Over a cold and windy weekend, I recently stopped by Calvary Baptist Church on the near north side; not for worship, but another kind of enlightenment.
Calvary’s outreach team was hosting a screening of MILWAUKEE 53206, a documentary about the most incarcerated zip code in the nation. According to the film, 62% of the men – the vast majority, African American – from the 53206 zip code have spent time in prison.
This is something that occurs here, three miles from my own home, in the heart of our city.
Speaking of heart, that’s one theme I wasn’t expecting to find in this film. But for me, it would be difficult to hear Beverly Walker’s story and not feel that tug. She and her husband Baron are soulmates, separated by distance (in the film, he is at Fox Lake Correctional Institution) and time (21 years served, so far).
Beverly has kept her family, including 5 children and several grandchildren, together for two decades. She works full-time, advocates on behalf of Baron and other inmates, and cares for an ailing mother. Even as Beverly exclaims that she is too tired to keep doing it all on her own, she remains in love with and committed to her husband.
I expected a little more grit and a little less love story from this film, but to be honest, it all struck the same social justice nerve.
We learn that Baron is caught between changes in Wisconsin’s parole laws; stuck on the wrong side of legislation called Truth in Sentencing, which has made early release less likely. Baron’s crimes – two counts of party-to armed robbery – did not result in injuries or death.
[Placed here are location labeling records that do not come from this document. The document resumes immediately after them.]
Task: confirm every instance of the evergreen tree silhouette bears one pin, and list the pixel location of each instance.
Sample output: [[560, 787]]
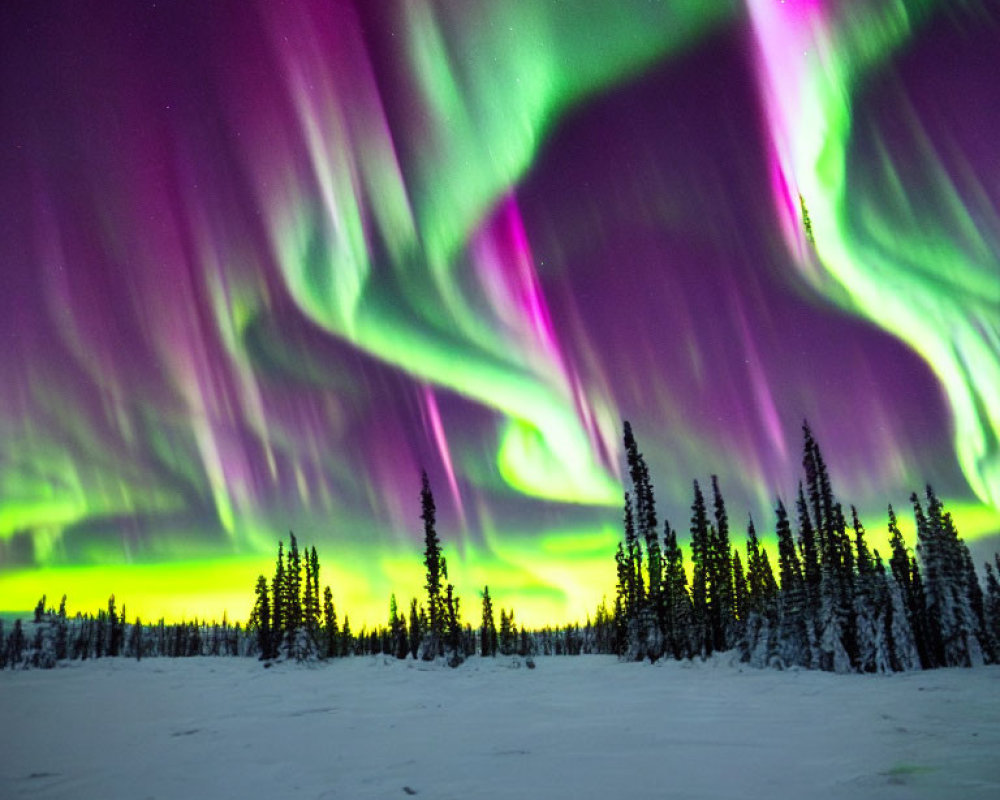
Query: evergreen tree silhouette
[[680, 616], [415, 633], [279, 605], [397, 630], [795, 622], [721, 575], [436, 573], [331, 635], [700, 593], [488, 637], [260, 619]]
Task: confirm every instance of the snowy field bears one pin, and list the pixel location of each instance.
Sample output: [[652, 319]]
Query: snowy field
[[585, 727]]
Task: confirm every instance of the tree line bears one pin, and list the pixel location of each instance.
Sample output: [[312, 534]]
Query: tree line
[[832, 604]]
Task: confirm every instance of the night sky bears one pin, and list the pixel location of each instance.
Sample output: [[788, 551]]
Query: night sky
[[263, 262]]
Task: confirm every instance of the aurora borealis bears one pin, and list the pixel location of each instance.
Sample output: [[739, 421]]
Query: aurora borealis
[[263, 262]]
Under old laws, he would have been released on parole a long time ago.
According to the MILWAUKEE 53206 website, Beverly and Baron’s story is meant to “reflect a way of life of millions of households across the nation living during this tragic and uniquely American era of mass incarceration.” I’d say the documentary is effective at doing exactly that.There are certain scenes that just stick with me, like the images of Baron’s family on a road trip to visit him, singing on the way there; silent on the way back.
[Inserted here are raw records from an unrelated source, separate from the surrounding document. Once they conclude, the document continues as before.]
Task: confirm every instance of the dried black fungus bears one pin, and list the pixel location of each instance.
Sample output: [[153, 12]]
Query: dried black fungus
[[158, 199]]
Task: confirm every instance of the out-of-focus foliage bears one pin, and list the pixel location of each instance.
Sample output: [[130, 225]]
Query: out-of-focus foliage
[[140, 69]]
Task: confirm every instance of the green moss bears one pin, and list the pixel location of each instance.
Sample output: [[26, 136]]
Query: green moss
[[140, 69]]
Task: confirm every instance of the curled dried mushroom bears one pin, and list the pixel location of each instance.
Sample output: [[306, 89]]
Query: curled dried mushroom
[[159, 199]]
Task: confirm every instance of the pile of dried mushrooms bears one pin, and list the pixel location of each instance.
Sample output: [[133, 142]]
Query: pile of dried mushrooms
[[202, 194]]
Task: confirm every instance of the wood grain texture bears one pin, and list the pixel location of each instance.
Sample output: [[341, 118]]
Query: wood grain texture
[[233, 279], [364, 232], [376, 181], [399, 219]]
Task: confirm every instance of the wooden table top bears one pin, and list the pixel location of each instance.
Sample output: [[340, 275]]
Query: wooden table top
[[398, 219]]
There’s the young white man who shared his story of arrest, some jail time, but ultimately, a lesser sentence than his black counterparts.
And then there are the images of kids in the 53206 zip code, their outdoor play areas littered with trash. All throughout the film, the skies feel gray, which is probably more a forecast for the plight of families than the actual weather.
The film also follows two other men from 53206. After having his own experiences with the justice system, Dennis Walton is co-director of Milwaukee’s Fatherhood Initiative where he advocates for incarcerated men. And Dan Wilson is an example of how Walton’s outreach can make a difference. After 15 years in and out of the criminal justice system, Wilson is a graduate of the fatherhood initiative and committed to self-reform.
The documentary’s promotional materials hint that poverty, along with unemployment and lack of opportunities, plays a role in mass incarceration, especially of young black men. However, Wilson came from a middle-class family, suggesting that economics alone don’t land men to prison – and certainly isn’t what leaves them there.